Since I’m not overly concerned with aesthetics in the woods, I may go with a 4" PVC mast, non-conductive/UV-safe guy wires, and large springs at the anchors to keep everything in tension…


I filled it with wet cement and used PVC instead of metal because I live in the lighting capital of the U S. My area receives ~20 lightning strikes per square mile every year according to the weather service.

That must have been tedious. Did you use regular or self-leveling cement? I’d think you would have to use a lot of water to get regular cement to flow through a funnel into a 1" pipe. The self-leveling stuff is pretty liquid.

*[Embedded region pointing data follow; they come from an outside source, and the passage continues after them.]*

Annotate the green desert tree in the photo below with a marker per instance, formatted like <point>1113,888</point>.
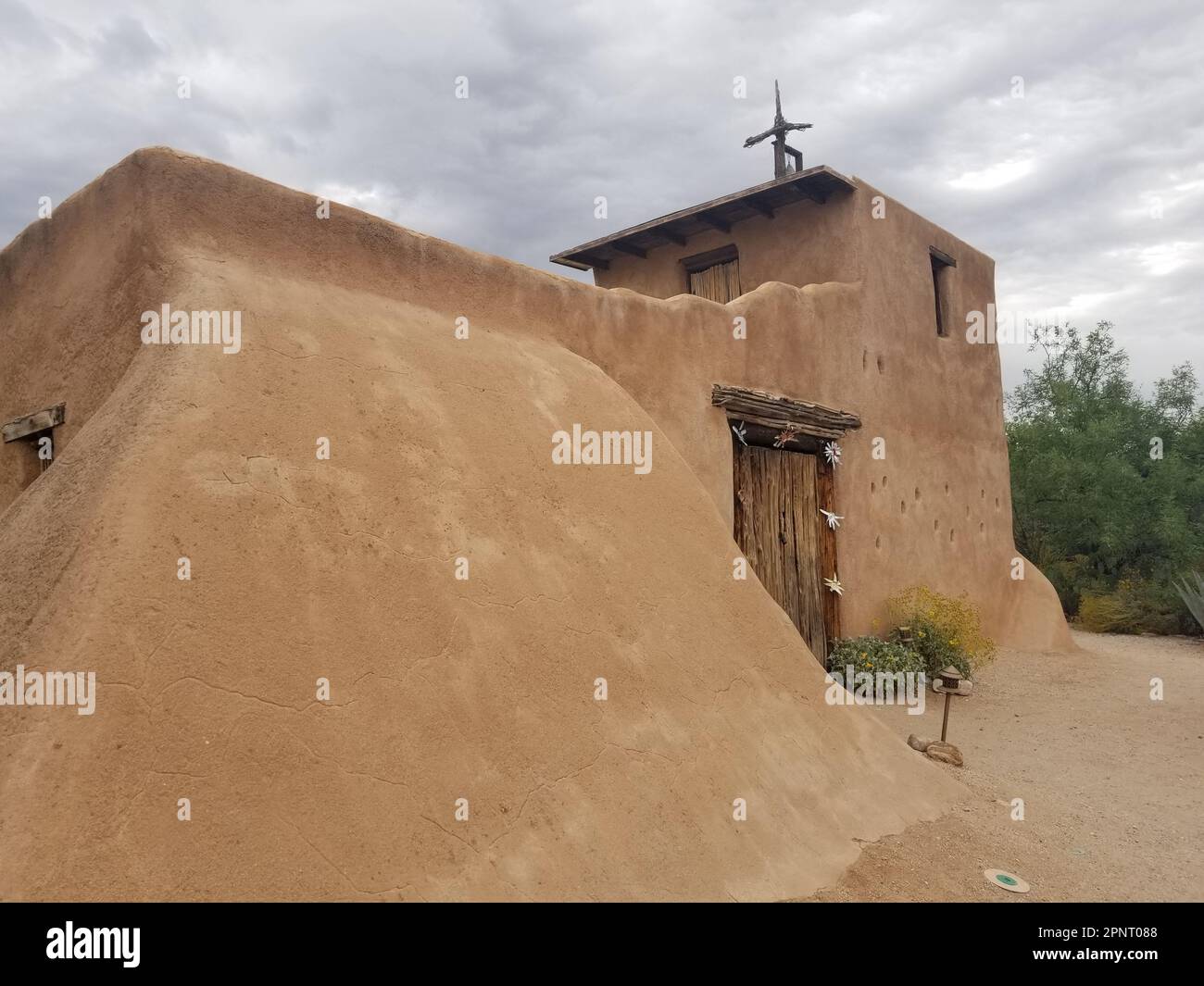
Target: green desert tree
<point>1108,485</point>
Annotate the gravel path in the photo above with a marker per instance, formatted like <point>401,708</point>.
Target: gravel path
<point>1112,782</point>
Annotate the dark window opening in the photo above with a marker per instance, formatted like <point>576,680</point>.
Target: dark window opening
<point>34,433</point>
<point>714,275</point>
<point>942,272</point>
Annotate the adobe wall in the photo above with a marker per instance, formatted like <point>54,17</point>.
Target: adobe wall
<point>937,508</point>
<point>847,345</point>
<point>805,243</point>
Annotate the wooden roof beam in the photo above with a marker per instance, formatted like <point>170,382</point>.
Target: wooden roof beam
<point>619,244</point>
<point>710,219</point>
<point>761,206</point>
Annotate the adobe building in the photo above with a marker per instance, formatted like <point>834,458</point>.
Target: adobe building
<point>870,404</point>
<point>342,569</point>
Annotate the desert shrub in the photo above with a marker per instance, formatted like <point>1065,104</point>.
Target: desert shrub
<point>873,655</point>
<point>1193,595</point>
<point>1135,605</point>
<point>943,630</point>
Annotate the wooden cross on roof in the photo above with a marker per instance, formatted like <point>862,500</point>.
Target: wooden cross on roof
<point>781,148</point>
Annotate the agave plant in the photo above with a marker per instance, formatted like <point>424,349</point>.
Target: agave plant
<point>1193,595</point>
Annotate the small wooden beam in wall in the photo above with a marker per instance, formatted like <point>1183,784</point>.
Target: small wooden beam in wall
<point>29,424</point>
<point>774,411</point>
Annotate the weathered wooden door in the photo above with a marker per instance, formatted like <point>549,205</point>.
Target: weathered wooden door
<point>783,535</point>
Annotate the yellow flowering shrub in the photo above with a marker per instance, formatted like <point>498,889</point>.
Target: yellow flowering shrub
<point>946,630</point>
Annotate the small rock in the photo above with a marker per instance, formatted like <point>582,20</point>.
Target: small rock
<point>944,753</point>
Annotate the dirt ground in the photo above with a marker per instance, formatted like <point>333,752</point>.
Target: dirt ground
<point>1112,782</point>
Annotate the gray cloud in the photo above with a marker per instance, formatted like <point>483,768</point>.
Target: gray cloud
<point>1100,219</point>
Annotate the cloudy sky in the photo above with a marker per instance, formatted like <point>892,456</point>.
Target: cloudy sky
<point>1064,139</point>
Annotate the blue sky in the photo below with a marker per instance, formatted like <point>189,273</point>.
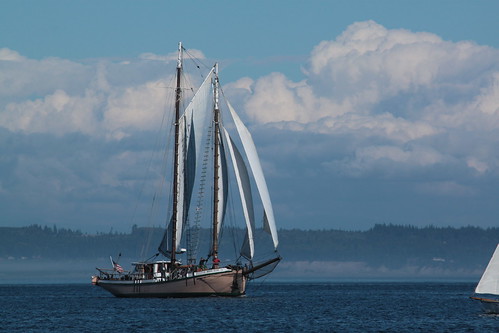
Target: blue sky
<point>364,111</point>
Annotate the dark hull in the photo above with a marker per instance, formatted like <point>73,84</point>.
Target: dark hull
<point>220,282</point>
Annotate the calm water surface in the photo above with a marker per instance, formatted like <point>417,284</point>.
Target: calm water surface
<point>269,307</point>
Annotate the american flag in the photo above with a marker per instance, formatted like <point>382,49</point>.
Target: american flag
<point>117,267</point>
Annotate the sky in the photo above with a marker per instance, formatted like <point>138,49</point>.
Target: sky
<point>363,112</point>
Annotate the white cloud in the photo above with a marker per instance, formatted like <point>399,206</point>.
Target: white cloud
<point>386,90</point>
<point>376,104</point>
<point>171,56</point>
<point>10,55</point>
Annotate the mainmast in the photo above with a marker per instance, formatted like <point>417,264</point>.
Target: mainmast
<point>178,96</point>
<point>216,167</point>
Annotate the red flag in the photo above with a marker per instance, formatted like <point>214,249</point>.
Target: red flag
<point>117,267</point>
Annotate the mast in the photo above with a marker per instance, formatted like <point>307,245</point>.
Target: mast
<point>178,96</point>
<point>216,165</point>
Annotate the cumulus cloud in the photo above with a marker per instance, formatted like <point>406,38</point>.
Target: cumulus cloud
<point>406,98</point>
<point>375,103</point>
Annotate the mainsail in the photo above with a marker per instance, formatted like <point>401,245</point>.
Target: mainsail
<point>192,125</point>
<point>256,168</point>
<point>489,283</point>
<point>243,183</point>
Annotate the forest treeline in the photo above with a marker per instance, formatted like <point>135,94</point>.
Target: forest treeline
<point>383,245</point>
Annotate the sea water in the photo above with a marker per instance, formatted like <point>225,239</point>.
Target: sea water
<point>268,307</point>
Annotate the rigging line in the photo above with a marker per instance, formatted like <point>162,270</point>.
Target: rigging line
<point>147,170</point>
<point>195,60</point>
<point>160,137</point>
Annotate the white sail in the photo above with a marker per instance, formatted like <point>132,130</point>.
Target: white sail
<point>181,181</point>
<point>222,186</point>
<point>197,112</point>
<point>256,168</point>
<point>243,183</point>
<point>489,283</point>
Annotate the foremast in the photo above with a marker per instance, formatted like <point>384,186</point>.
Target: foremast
<point>216,168</point>
<point>178,97</point>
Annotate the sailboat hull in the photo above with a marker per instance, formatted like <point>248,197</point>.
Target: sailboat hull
<point>221,282</point>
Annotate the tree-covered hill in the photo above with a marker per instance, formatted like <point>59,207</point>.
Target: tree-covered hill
<point>390,246</point>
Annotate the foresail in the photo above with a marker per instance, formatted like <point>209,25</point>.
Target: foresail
<point>256,168</point>
<point>197,112</point>
<point>223,186</point>
<point>243,182</point>
<point>489,283</point>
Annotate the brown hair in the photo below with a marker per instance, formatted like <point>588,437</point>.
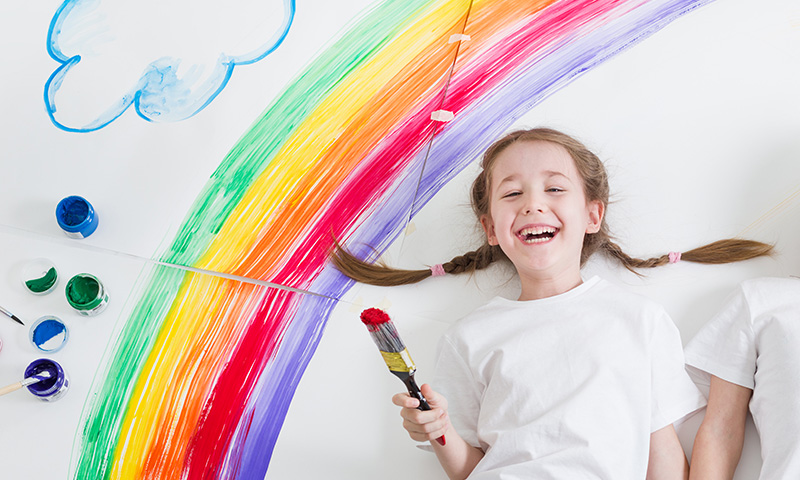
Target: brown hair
<point>595,185</point>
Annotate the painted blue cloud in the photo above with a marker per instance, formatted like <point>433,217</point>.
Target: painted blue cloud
<point>169,61</point>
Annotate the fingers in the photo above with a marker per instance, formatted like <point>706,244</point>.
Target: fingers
<point>434,399</point>
<point>405,400</point>
<point>423,425</point>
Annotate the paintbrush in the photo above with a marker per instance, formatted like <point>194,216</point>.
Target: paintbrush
<point>41,376</point>
<point>11,316</point>
<point>394,353</point>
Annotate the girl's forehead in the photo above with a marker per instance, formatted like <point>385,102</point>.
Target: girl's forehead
<point>532,157</point>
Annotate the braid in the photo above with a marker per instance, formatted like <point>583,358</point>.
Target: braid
<point>383,275</point>
<point>722,251</point>
<point>475,260</point>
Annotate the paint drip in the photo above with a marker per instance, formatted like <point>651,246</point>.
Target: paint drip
<point>39,276</point>
<point>49,389</point>
<point>76,216</point>
<point>86,294</point>
<point>49,334</point>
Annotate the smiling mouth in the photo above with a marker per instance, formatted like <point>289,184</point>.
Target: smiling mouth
<point>537,234</point>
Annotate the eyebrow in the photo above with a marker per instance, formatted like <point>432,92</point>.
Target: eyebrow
<point>548,174</point>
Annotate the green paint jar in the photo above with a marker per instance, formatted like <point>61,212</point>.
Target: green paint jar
<point>86,294</point>
<point>39,276</point>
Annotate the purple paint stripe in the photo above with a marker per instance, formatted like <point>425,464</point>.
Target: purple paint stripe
<point>251,451</point>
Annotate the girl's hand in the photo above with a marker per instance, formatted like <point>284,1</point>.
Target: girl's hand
<point>423,425</point>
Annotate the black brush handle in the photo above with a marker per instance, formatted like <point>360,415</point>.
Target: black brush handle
<point>414,391</point>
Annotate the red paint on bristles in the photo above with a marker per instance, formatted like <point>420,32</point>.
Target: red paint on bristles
<point>374,316</point>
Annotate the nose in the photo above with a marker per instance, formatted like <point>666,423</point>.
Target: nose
<point>534,204</point>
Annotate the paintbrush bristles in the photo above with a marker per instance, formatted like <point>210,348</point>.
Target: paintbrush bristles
<point>382,330</point>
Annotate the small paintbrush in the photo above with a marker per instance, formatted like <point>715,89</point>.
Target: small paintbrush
<point>394,353</point>
<point>41,376</point>
<point>11,315</point>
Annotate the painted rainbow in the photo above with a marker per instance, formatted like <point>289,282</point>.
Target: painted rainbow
<point>201,375</point>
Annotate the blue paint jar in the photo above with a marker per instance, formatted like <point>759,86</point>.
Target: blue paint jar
<point>51,389</point>
<point>76,217</point>
<point>49,334</point>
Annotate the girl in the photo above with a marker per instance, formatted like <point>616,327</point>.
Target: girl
<point>748,351</point>
<point>574,379</point>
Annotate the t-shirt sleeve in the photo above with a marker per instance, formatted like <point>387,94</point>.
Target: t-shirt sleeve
<point>725,347</point>
<point>673,394</point>
<point>454,380</point>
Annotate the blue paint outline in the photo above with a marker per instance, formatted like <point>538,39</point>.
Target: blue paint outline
<point>134,96</point>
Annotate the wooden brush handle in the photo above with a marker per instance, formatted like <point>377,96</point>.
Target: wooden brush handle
<point>10,388</point>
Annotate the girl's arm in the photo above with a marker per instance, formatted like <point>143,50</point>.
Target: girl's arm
<point>457,457</point>
<point>718,444</point>
<point>667,459</point>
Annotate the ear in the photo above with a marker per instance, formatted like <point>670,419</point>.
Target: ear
<point>488,227</point>
<point>596,212</point>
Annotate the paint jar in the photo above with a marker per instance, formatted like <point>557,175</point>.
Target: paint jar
<point>39,276</point>
<point>51,389</point>
<point>86,294</point>
<point>49,334</point>
<point>76,217</point>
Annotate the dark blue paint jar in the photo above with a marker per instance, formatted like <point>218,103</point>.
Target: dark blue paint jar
<point>76,217</point>
<point>51,389</point>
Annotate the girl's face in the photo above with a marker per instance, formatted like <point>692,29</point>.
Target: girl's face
<point>538,212</point>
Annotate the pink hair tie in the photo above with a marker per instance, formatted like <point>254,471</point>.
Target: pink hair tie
<point>438,270</point>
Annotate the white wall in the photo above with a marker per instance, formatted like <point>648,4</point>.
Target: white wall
<point>698,126</point>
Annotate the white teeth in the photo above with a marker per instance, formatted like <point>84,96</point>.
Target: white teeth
<point>537,230</point>
<point>538,234</point>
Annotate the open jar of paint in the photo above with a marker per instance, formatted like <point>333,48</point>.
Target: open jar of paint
<point>86,294</point>
<point>76,216</point>
<point>52,388</point>
<point>39,276</point>
<point>49,334</point>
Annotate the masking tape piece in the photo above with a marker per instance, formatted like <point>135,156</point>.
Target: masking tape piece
<point>442,116</point>
<point>458,37</point>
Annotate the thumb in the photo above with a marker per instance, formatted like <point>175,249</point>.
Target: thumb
<point>435,400</point>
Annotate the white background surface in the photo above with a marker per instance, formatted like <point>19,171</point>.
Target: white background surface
<point>698,125</point>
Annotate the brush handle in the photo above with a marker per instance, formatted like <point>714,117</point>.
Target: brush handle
<point>11,388</point>
<point>415,392</point>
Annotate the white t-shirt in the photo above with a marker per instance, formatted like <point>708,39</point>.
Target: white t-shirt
<point>569,386</point>
<point>754,341</point>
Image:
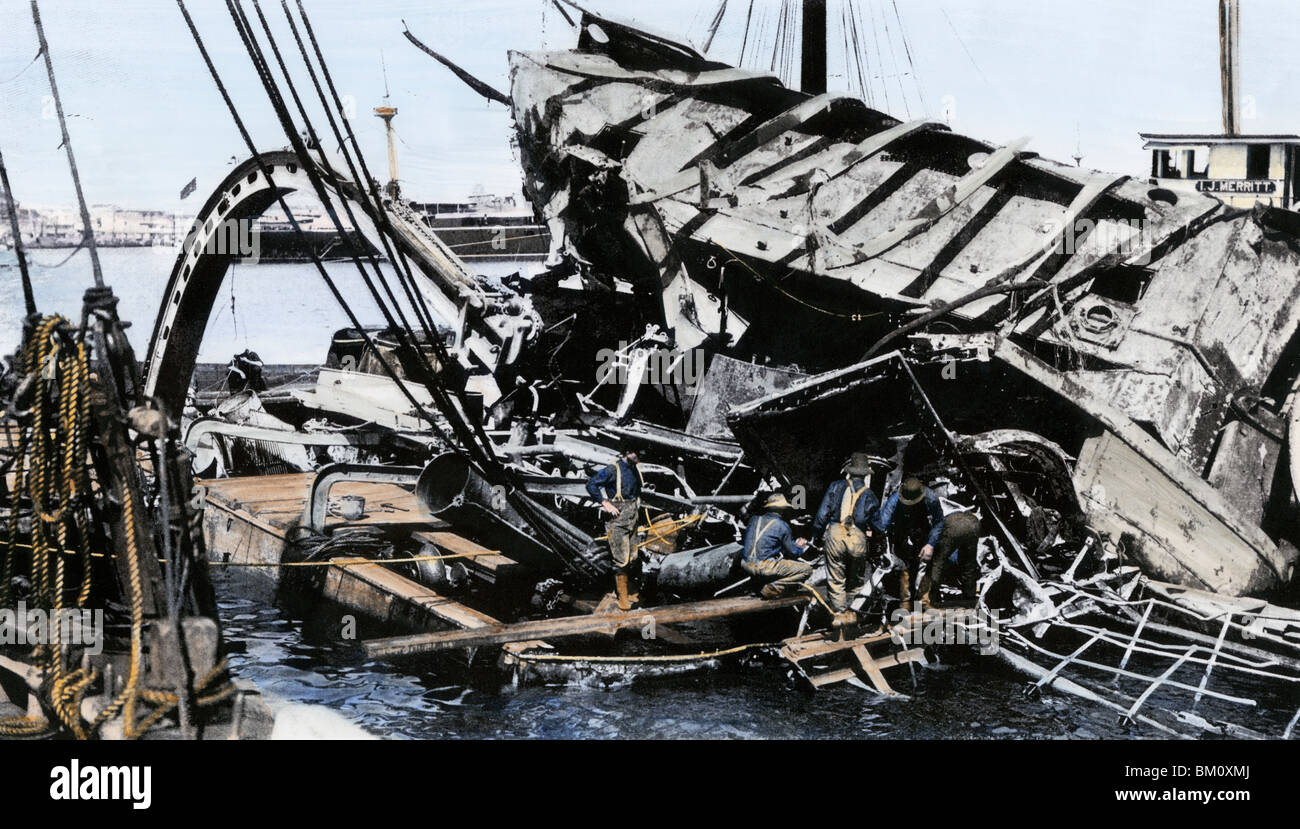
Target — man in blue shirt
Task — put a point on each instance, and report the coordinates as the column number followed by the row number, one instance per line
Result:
column 911, row 519
column 844, row 522
column 618, row 490
column 770, row 551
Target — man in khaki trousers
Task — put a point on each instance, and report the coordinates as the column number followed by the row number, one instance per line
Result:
column 618, row 489
column 844, row 522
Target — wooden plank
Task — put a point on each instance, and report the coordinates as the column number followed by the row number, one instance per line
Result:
column 872, row 671
column 807, row 647
column 493, row 565
column 575, row 625
column 375, row 589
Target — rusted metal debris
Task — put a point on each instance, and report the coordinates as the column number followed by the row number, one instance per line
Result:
column 1104, row 369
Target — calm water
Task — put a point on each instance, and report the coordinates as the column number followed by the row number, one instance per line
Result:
column 732, row 702
column 282, row 312
column 285, row 313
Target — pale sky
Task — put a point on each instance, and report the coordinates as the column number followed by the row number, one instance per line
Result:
column 144, row 117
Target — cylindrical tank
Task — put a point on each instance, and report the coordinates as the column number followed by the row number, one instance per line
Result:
column 705, row 569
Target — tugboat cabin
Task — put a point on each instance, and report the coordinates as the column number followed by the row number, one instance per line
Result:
column 1238, row 169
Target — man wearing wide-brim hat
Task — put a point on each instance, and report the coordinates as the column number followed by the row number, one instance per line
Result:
column 618, row 489
column 844, row 524
column 913, row 519
column 770, row 551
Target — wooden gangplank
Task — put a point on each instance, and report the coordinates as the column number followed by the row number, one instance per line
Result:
column 806, row 651
column 573, row 625
column 248, row 520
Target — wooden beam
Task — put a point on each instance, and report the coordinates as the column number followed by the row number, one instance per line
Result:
column 573, row 625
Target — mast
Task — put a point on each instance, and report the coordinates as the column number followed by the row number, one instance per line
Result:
column 1230, row 74
column 87, row 234
column 388, row 113
column 27, row 296
column 813, row 50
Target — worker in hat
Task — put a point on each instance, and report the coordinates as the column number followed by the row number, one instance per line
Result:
column 618, row 490
column 771, row 552
column 961, row 534
column 844, row 524
column 913, row 520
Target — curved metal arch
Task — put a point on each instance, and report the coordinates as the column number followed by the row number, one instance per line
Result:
column 199, row 270
column 494, row 321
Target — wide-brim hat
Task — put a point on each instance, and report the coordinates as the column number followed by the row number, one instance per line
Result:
column 776, row 500
column 858, row 464
column 913, row 490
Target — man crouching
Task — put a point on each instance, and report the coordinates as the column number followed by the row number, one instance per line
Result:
column 771, row 551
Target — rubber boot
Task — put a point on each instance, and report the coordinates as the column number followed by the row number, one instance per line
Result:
column 924, row 586
column 633, row 595
column 620, row 587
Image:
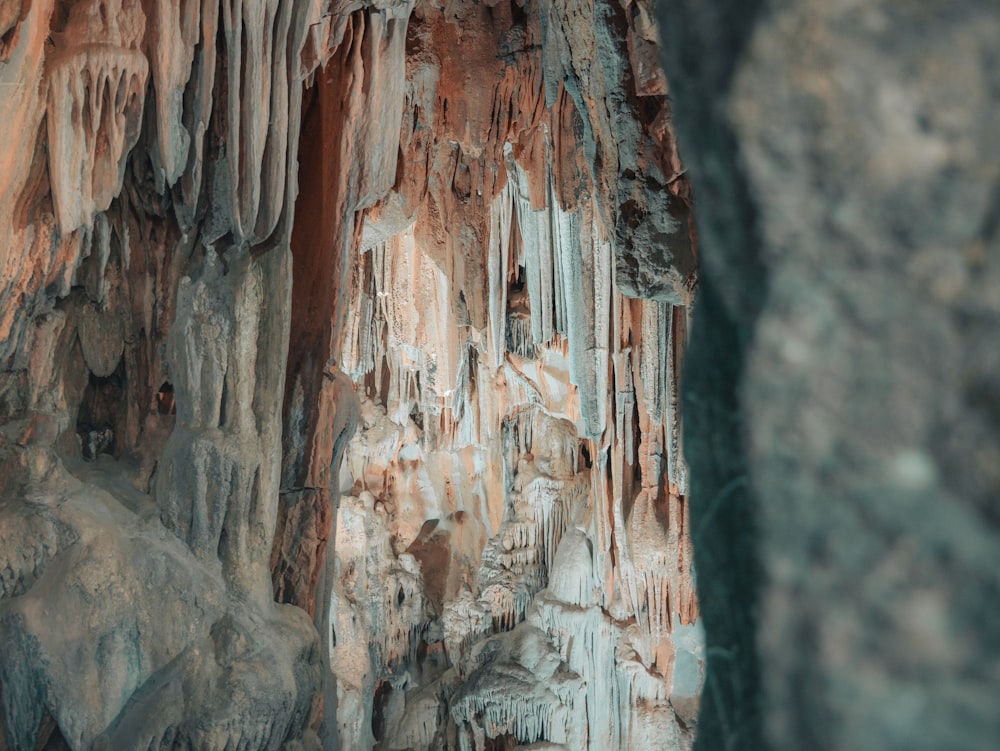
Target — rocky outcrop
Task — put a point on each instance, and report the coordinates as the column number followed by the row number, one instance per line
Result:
column 375, row 310
column 839, row 383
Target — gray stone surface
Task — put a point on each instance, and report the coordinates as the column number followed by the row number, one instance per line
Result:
column 842, row 384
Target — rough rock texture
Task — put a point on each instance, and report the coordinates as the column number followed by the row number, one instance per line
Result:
column 841, row 383
column 373, row 309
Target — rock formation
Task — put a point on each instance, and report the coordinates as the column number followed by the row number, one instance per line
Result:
column 340, row 375
column 841, row 379
column 339, row 367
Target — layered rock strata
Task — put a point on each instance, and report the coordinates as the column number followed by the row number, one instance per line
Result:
column 373, row 310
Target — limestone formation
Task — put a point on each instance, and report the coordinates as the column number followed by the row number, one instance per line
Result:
column 341, row 350
column 372, row 309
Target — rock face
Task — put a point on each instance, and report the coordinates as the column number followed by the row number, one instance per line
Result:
column 847, row 160
column 339, row 378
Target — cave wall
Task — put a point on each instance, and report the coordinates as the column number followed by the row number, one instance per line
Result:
column 840, row 383
column 339, row 358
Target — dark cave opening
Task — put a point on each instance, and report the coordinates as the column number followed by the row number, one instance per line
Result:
column 102, row 413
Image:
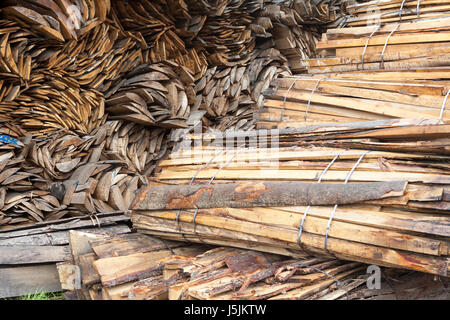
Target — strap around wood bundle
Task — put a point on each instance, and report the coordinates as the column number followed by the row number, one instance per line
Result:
column 385, row 44
column 367, row 43
column 443, row 106
column 300, row 231
column 335, row 206
column 210, row 182
column 310, row 97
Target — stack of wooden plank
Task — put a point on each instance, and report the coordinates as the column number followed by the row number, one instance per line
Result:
column 107, row 266
column 408, row 229
column 393, row 11
column 307, row 100
column 138, row 267
column 28, row 254
column 418, row 45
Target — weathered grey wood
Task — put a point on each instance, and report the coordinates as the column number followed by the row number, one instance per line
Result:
column 33, row 254
column 18, row 281
column 69, row 225
column 262, row 194
column 58, row 238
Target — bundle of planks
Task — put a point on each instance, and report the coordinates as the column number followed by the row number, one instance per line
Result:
column 382, row 71
column 45, row 179
column 28, row 251
column 421, row 45
column 307, row 100
column 105, row 267
column 273, row 202
column 394, row 11
column 140, row 267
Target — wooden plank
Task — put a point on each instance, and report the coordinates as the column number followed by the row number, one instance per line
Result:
column 19, row 281
column 15, row 255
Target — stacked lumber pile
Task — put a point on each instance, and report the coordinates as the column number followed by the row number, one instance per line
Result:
column 394, row 11
column 308, row 100
column 140, row 267
column 368, row 72
column 270, row 199
column 93, row 91
column 106, row 266
column 421, row 45
column 28, row 254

For the 2" pipe I used regular Sakrete and it was fairly thin but it took a lot so I know it’s all filled. For the vertical part of the 2" pipe, which is 24" long, I added a full length piece of reinforcing steel and then added the cement. For the 1" pipe I used mortar mix and filled the pipe about 3/4 full, then added the full-length threaded rod. I then topped it off. If I were to do it all over again, I’d run the 2" vertical part to full height and have a short piece of 1" to mount the SKY. That would’ve been ultra stable and stiff but I think what I have is adequate. Again, I had to stay away from metal poles because of the amount of lightning we get here in Florida.

Note that although the cement mix may not have been up to par with respect to weight-bearing structural specifications, the loads imparted in this application provide the stiffness (and weight) needed to get the job done.